You will realize that “avoid companies with debt” or “company should have a high RoCE” are perhaps good things to hear but one also has to see whether the company is growing, increasing market share, able to attract talent, has a grip on the technology that it uses or is supposed to use. It is not easy. There are people who masquerade as ‘teachers of investing’ but may not have their achievements int he public space. So to pick an Asian paints and say “it has good accounting practices” is easy. The challenge lies in picking Kajaria ceramics when it was languishing at Rs. 40 and be able to say “it has reasonably clean accounting practices” and ride that nice journey from 40 to Rs. 1000.

Here, start with the basics…

There are four main financial statements which are important in the ANNUAL REPORT that a company sends you. Missed it? No problems. Go to the company website and have a look. Too lazy to do that? Invest in mutual funds – Index fund – and then start the process of learning!

The  important statements are (1) balance sheets;

(2) income statements, popularly known as the Profit and Loss account;

(3) cash flow statements; and

(4) Director’s Report and

(5) Management Discussion and Analysis

Balance sheets show what a company owns and what it owes at a particular point in time. Profit and Loss accounts show how much money a company earned and spent over a period of time. Cash flow statements show from where the money came and where it went – over a period of time.

Let’s look at each of these statements in more detail.

Balance Sheets

A balance sheet provides detailed information about a company’s what the company owns (assets), and how it was funded (liabilities).

What are the things that a company uses to make products or render services? Assets. These are the  things that a company owns that have value. This largely means that they can either be sold, rented, leased or used by the company to make products or provide services. Assets include physical property, such as plants, trucks, equipment, buildings, factories and inventory. It includes things that cannot be touched but exist and have value, such as trademarks, goodwill, and patents. Also includes cash, investments, etc. which may be kept in a form different to be used in a different point in time. Also remember that some awesome assets – relationships with clients, systems, people, self developed assets, self created brands, etc. – which substantially contribute to the sales and profits – do not appear in the balance sheet!

The balance sheet also tells you how these were funded.  The other side are the liabilities are amounts of money that a company owes to others. This includes all kinds of obligations – to the owners and to the lenders. The money borrowed from a bank to buy a factory, the money they got from the shareholders to buy assets, set up new products, hire people, fund the company when it is not yet earning money, launch a new product, rent for use of a building, money owed to suppliers for materials, etc. etc.
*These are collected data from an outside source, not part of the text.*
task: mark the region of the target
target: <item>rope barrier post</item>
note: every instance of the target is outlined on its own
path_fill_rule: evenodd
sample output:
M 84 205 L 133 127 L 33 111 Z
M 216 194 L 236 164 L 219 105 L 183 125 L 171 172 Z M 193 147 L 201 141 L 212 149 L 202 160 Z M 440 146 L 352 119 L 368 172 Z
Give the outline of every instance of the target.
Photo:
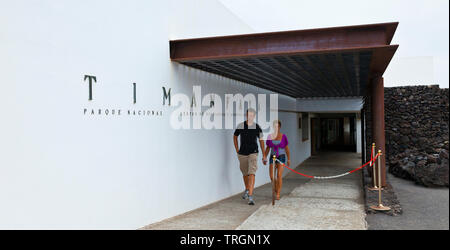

Liabilities also include obligations to provide goods or services to customers in the future (aka advances from clients).

Assets minus outsider’s liabilities is called ‘net worth’ of the company.

This leftover money belongs to the shareholders, or the owners, of the company.

  1. You will realize that “avoid companies with debt” or “company should have a high RoCE”

    significant debt is good as long as
    a. ROCE is increasing
    b. interest coverage is increasing
    c. debt-eqity ratio is decreasing

    low ROCE is acceptable as long as ______________ ? could you fill the dash please

    You are like Sun and your morning posts is like Morning Sunlight.

    Thanks.

  2. “The challenge lies in picking Kajaria ceramics when it was languishing at Rs. 40 and be able to say “it has reasonably clean accounting practices” and ride that nice journey from 40 to Rs. 1000.”

    I am having difficulty with this, would appreciate some help, some guidance, some reading material suggestions, if any. My MBA included classes in financial accounting, corporate financial reporting, financial management (time value of money, capm, NPV etc), corporate finance, Valuation, Options & Derivatives. I have reasonable theoretical background but no experience in picking up financial statements of a micro cap company and be able to “CONFIDENTLY” figure out whether its accounting practices are “REASONABLY” clean.